After spending an evening with her aunt in Urbana, the business major decided to try Safe Rides for the first time.

“I asked Safe Rides if I could get a ride back to my dorm” she said.

“They told me, ‘No, there’s a Teal Bus coming in like 28 minutes or something.’ So I thought, ‘Oh, okay,’ and just called an Uber instead, because I’m not going to wait alone at night in Urbana for half an hour for a bus.”

According to the Marketing Manager for Champaign-Urbana Mass Transit District Jan Kijowski, if a Safe Rides operator feels that you are close enough to a bus stop, they’ll deny you a ride and direct you to the the bus stop. This is one of a few stipulations Safe Rides has in order to determine when it is appropriate to deny a ride.

“Groups of three people or fewer, that’s one of the requirements, a large group of people, with the notion that there’s a safety in numbers kind of thing, can’t board all at once,” Kijowski said.

Three students enjoy a night on the town

The manager also said that if a student is judged to be too inebriated, the service won’t allow them on the van.

“Certain behaviors won’t be tolerated,” she said.

“I would be quick to say that operators who work on Safe Rides are really great folks, and we understand that University of Illinois students like to go out and have fun, and we’re not going to vilify them for that, but if someone is unable to move under their own power or something like that, we’ll expect them to find an alternative way to get home with their friends helping them, or certainly you can always ask the police for help.”

She contends that Safe Rides has to deny some callers in order to make up for the 6,000 requests they get every month.

“We operate the service with vans so there’s a finite capacity for the service,” she said.

“Whenever I’m working with student groups to talk about the service I remind them that it’s called Safe Rides not Fast Rides.They take a little while. It’s a shared service that other people are using. The service has to operate as a service, it’s not just a taxi.”

Although Savannah accepts that the stipulations are for overall efficiency, she is still weary about the service. She said that she would not recommend it and has no plans to use it in the future.

“It’s not the most reliable,” she said.

“Most of the time when you’re using a similar service it’s at a time when you need to go home right then, and you want something that is going to be reliable.”
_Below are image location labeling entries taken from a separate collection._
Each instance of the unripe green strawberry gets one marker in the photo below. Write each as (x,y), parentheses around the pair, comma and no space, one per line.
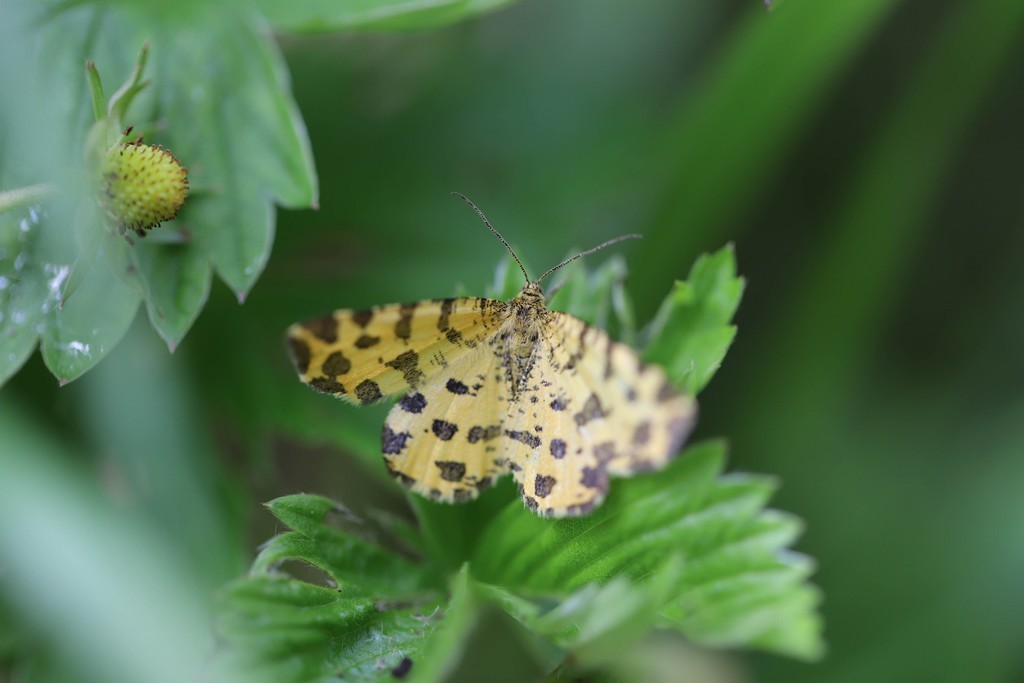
(143,185)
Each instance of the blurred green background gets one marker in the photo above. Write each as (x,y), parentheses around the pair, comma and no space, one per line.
(864,157)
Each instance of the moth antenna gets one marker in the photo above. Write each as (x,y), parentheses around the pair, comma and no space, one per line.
(497,233)
(590,251)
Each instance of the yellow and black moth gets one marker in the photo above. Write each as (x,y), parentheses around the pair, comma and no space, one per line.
(492,387)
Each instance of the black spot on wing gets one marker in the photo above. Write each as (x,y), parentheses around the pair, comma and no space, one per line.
(457,387)
(524,437)
(327,385)
(443,430)
(451,470)
(409,365)
(325,328)
(413,402)
(299,351)
(366,341)
(337,364)
(393,442)
(401,670)
(543,485)
(595,477)
(477,432)
(363,317)
(368,391)
(403,328)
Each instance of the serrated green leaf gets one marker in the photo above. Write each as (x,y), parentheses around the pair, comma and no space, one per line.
(218,88)
(444,648)
(588,296)
(177,281)
(323,15)
(237,129)
(731,551)
(23,291)
(596,619)
(347,559)
(382,612)
(92,321)
(291,632)
(691,334)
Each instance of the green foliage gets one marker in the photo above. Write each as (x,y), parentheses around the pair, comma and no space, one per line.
(75,287)
(691,332)
(688,550)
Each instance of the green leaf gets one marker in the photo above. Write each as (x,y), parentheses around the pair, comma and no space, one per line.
(91,322)
(322,15)
(444,648)
(23,290)
(595,620)
(177,279)
(238,130)
(691,334)
(383,610)
(728,545)
(346,558)
(219,90)
(588,296)
(292,632)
There are, however, some student supporters of Safe Rides on campus.

Niharika Roychoudhury is member of UIUC’s rowing team. The demanding rowing schedule forcers her to to go the ARC early in the morning. She relies on Safe Rides for this. As an avid supporter of the service, she’s skeptical of it’s critics.

“If you’re close to a bus stop, why not just take the bus and let people who actually need to take Safe Rides take it?” said the advertising sophmore.

“If you’re traveling literally one block and you’re too lazy or you don’t want to walk in the cold, you’re just being lazy. It’s not Safe Rides’s fault.”

Niharika Roychoudhury enters a Safe Rides Van at the end of her evening

With the budget crisis in Illinois, Kijowski sees little chance of Safe Rides receiving funding.

For the time being, Safe Rides will continue to function with four vans servicing a student body that exceeds 44,000.